The impact of COVID-19 in the Washington D.C. metro area

commercial real estate Jul 31, 2020

Due to the COVID-19 pandemic, social distancing is enforced, groups of no more than 10-20 people is allowable. This has been a tough break for businesses that work from commercial real estate. They cannot get the amount of employees to work at a level that would bring in income to stay where they are. Everything has closed and that means, companies of all sizes are choosing to work from home. The commercial real estate industry has taken a hit. Landlords are questioning when things will return to normal and who might stop renting office space. The impact of the pandemic on the industry is varies. Asking for renegotiation in rent prices for the commercial real estate in the Washington DC metro area, is viable.

The first quarter

Lockdown came into effect around March but this has negatively impacted first quarter earnings; albeit not drastically. The Washington DC metro area, saw a negative net absorption of 338,026 square feet (ca. 3 ha). For that reason, finding new offices and booking an office tour shouldn’t be a problem. For places like national landing and others in Northern Virginia, the negative absorption was 232,504 square feet (2.16 ha). This has been the first negative net absorption for the Metro area since 2018; the third quarter specifically. A further decline from the previous quarter, the decrease amounts to 20 basis points. This is level with the rate that was recorded prior at the same time last year. In summary, this brings the total vacancy rate of the region to 16.3%. Although this has amounted to a consistent and accelerated decline, it's still not danger zone territory. Considering its options in national landing and beyond, is JBG Smith. It had plans to build office space at the L'Enfant Plaza. JBG Smith is working with Amazon in national landing.
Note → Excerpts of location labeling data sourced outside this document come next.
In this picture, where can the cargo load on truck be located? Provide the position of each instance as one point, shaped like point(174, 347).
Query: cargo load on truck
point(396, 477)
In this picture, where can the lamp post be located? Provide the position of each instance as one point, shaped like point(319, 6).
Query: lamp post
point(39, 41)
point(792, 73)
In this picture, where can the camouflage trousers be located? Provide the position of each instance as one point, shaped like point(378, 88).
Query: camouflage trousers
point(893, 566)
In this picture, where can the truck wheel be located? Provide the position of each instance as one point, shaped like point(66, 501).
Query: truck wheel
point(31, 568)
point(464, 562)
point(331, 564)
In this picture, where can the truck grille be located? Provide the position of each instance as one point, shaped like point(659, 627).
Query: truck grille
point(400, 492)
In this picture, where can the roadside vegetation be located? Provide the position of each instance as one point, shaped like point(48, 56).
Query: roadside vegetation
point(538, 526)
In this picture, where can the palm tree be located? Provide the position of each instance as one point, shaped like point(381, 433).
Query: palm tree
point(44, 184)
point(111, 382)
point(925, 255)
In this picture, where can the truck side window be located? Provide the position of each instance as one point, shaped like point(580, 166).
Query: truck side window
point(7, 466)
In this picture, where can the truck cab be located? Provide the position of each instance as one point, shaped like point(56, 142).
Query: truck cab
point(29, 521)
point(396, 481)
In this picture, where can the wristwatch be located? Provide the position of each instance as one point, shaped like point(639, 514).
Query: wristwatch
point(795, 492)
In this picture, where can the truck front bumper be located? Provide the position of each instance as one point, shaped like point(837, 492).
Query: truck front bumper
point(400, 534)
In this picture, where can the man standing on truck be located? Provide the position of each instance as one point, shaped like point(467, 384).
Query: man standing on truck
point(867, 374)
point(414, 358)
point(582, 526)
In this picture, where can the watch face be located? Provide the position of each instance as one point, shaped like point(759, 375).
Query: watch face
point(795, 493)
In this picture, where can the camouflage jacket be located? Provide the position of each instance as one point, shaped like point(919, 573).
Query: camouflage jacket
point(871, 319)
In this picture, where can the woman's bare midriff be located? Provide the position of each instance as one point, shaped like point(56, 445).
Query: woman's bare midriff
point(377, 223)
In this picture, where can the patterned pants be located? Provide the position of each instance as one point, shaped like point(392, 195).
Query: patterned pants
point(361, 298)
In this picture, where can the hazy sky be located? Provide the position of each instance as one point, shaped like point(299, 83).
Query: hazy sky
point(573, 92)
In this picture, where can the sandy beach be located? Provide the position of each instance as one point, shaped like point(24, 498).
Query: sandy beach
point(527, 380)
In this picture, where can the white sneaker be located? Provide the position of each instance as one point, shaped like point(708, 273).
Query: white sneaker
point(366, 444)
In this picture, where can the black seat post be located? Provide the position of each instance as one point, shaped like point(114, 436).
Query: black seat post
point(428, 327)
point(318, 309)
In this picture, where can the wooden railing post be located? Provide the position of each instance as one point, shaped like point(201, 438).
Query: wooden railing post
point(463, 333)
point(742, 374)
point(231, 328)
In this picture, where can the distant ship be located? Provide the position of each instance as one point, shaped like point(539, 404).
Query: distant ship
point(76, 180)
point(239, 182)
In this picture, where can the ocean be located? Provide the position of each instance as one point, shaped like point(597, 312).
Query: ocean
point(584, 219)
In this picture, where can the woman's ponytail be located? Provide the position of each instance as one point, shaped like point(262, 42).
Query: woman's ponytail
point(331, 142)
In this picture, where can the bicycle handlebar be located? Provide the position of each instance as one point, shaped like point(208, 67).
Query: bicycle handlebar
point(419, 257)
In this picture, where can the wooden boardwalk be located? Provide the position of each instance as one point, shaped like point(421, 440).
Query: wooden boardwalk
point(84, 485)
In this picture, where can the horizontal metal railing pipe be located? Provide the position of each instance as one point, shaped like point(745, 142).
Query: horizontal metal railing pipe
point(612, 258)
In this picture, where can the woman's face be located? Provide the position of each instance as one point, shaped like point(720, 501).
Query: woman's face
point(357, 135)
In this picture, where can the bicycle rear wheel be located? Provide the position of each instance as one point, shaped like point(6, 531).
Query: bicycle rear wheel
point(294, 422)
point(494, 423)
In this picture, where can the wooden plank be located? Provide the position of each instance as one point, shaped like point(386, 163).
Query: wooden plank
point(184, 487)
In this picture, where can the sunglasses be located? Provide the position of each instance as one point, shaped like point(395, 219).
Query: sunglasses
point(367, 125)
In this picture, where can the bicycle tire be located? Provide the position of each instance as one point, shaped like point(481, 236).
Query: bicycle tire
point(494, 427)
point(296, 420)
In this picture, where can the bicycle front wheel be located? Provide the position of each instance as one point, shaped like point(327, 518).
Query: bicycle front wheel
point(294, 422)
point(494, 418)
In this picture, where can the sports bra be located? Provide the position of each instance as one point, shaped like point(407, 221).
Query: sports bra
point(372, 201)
The wholesaler plans to build it's HQ2. JBG Smith filed plans for 2.6 million square-feet of planning last year.

Further south

Some major companies have their headquarters in downtown Washington DC and Northern Virginia. One of them being Northrop Grumman, arguably in the top 5 most important defense contractors in the US. Along with General Dynamics, the company trimmed and combined its renting office space leading to the majority of Northern Virginia’s negative absorption. Gross leasing in downtown Washington DC was good, but this is pre-coronavirus feedback reporting. Leasing activity is in purgatory, as businesses are waiting for the virus to come under control before making a move. In this regard, one can expect to see an uptake in office space, from biotech companies finding new offices. Keep your eye on the Suburban Maryland area, around the I-270 especially. Now might be the right time to book an office tour as the vacancy percentage for the first quarter is now at 18.4%. This is an increase of 10 basis points from the previous quarter. Expect to see a lot of companies renegotiate rent as the asking renting office prices have increased by 2%. Fingers crossed that this will turn around due to the predicted leasing activity in the second quarter.

What’s to come?

In the Washington DC metro area, 54% of businesses admit they are struggling to pay their rent. Many customers are keeping the option of breaking their leases on the table. This makes the need to renegotiation rent prices a lot more likely. 59% of renters are skittish over whether they should ask their employees to return to the office. However, landlords are not effectively communicating whether it is safe to do so. If someone with the virus has been given an office tour, how would they know it's safe? Coming up with some kind of return-to-work plan must be resolved at ground level between landlords and leaseholders/renters. You should be finding new offices in downtown Washington DC, in case the 2-meter rule is still in effect when lockdown lifts.